Similar to OpenAI & # 39; s Dota 2 bots and other game agents, the purpose of this type of AI investigation is not just to crush people in different games, just to prove that it is possible. Instead, it must prove that – with sufficient time, effort and resources – advanced AI software can be the best people in virtually any cognitive cognitive challenge, whether it is a board game or a modern video game. It should also show the benefits of reinforcing learning, a special brand of machine learning that has seen tremendous success in recent years combined with huge amounts of computing power and training methods such as virtual simulation.
Like OpenAI, DeepMind trains its AI agents against versions of themselves and at an accelerated pace, so that the agents can clock hundreds of years of playing time within a few months. That has ensured that this type of software is on par with some of the most talented human players of Go and now much more advanced games such as Starcraft and Dota.
Yet the software is still limited to the scary discipline that it is designed to address. The Go-playing agent cannot play Dota, and vice versa. (DeepMind let a more general version of his Go-playing agent try to play his hand, which he controlled in an eight-hour matter.) That's because the software is not programmed with easily replaceable rule sets or directions. Instead, DeepMind and other research institutions use reinforcement learning to let the agents figure out how to play alone. That is why the software often develops new and wildly unpredictable playing styles that have since been adopted by human top players.

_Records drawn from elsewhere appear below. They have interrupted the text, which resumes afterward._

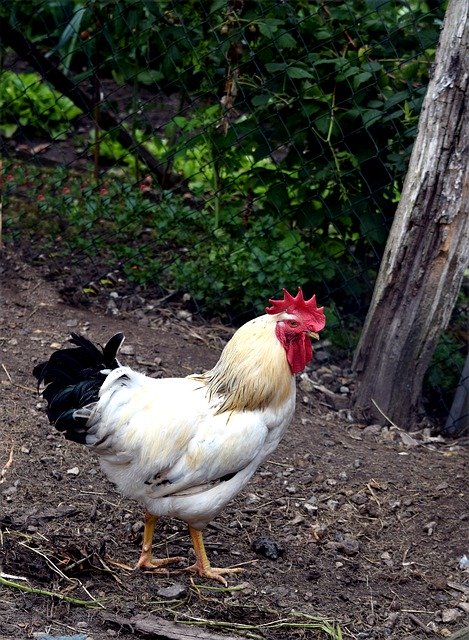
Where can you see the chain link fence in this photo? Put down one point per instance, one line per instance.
(217, 152)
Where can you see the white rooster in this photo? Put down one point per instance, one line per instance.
(184, 447)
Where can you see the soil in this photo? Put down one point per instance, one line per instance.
(357, 526)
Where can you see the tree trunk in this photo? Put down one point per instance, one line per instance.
(428, 246)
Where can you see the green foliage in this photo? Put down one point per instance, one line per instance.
(293, 148)
(26, 101)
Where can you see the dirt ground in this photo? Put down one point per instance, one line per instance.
(370, 525)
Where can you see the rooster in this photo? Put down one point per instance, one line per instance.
(184, 447)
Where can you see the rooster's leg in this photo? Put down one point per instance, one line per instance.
(146, 559)
(202, 565)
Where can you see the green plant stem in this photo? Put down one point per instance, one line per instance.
(52, 594)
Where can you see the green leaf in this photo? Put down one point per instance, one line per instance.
(260, 100)
(370, 116)
(286, 41)
(298, 73)
(8, 130)
(272, 67)
(360, 78)
(269, 26)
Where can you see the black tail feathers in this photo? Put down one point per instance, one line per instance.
(72, 379)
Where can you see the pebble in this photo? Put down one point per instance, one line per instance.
(267, 547)
(450, 615)
(127, 350)
(173, 592)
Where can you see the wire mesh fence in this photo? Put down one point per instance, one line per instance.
(218, 150)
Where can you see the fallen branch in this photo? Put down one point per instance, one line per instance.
(190, 629)
(52, 594)
(68, 87)
(164, 629)
(6, 466)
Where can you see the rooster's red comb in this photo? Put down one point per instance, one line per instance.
(301, 306)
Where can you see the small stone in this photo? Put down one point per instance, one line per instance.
(372, 430)
(111, 308)
(173, 592)
(349, 546)
(450, 615)
(268, 548)
(407, 440)
(387, 559)
(127, 350)
(252, 498)
(182, 314)
(430, 527)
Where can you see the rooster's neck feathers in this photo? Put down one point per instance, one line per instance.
(252, 372)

“AlphaStar is an intriguing and unorthodox player – one with the reflexes and speed of the best professionals, but with strategies and a unique style. The way AlphaStar was trained, with agents competing against each other in a competition, has resulted in unimaginably unusual gameplay; it really makes you wonder how many of the various features of StarCraft pro players have really explored, "said Diego" Kelazhur "Schwimer, a pro player from Panda Global, in a statement." Although some of AlphaStar's strategies at first face may seem strange, I can't help but wonder if combining all the different playing styles that it demonstrated is the best way to play the game. "
DeepMind hopes that advancements in the field of reinforcement learning by the laboratory and fellow AI researchers will be more widely applicable at a later date. The most likely real-world application for such software is robotics, where the same techniques can train AI agents well in performing real-world tasks, such as the operation of robot hands, in virtual simulation. Then, after simulating years of motor control, the AI can take control of physical robotic arms and maybe even control full-body robots someday. But DeepMind also sees increasingly sophisticated – and therefore safer – self-driving cars as another location for its specific approach to machine learning.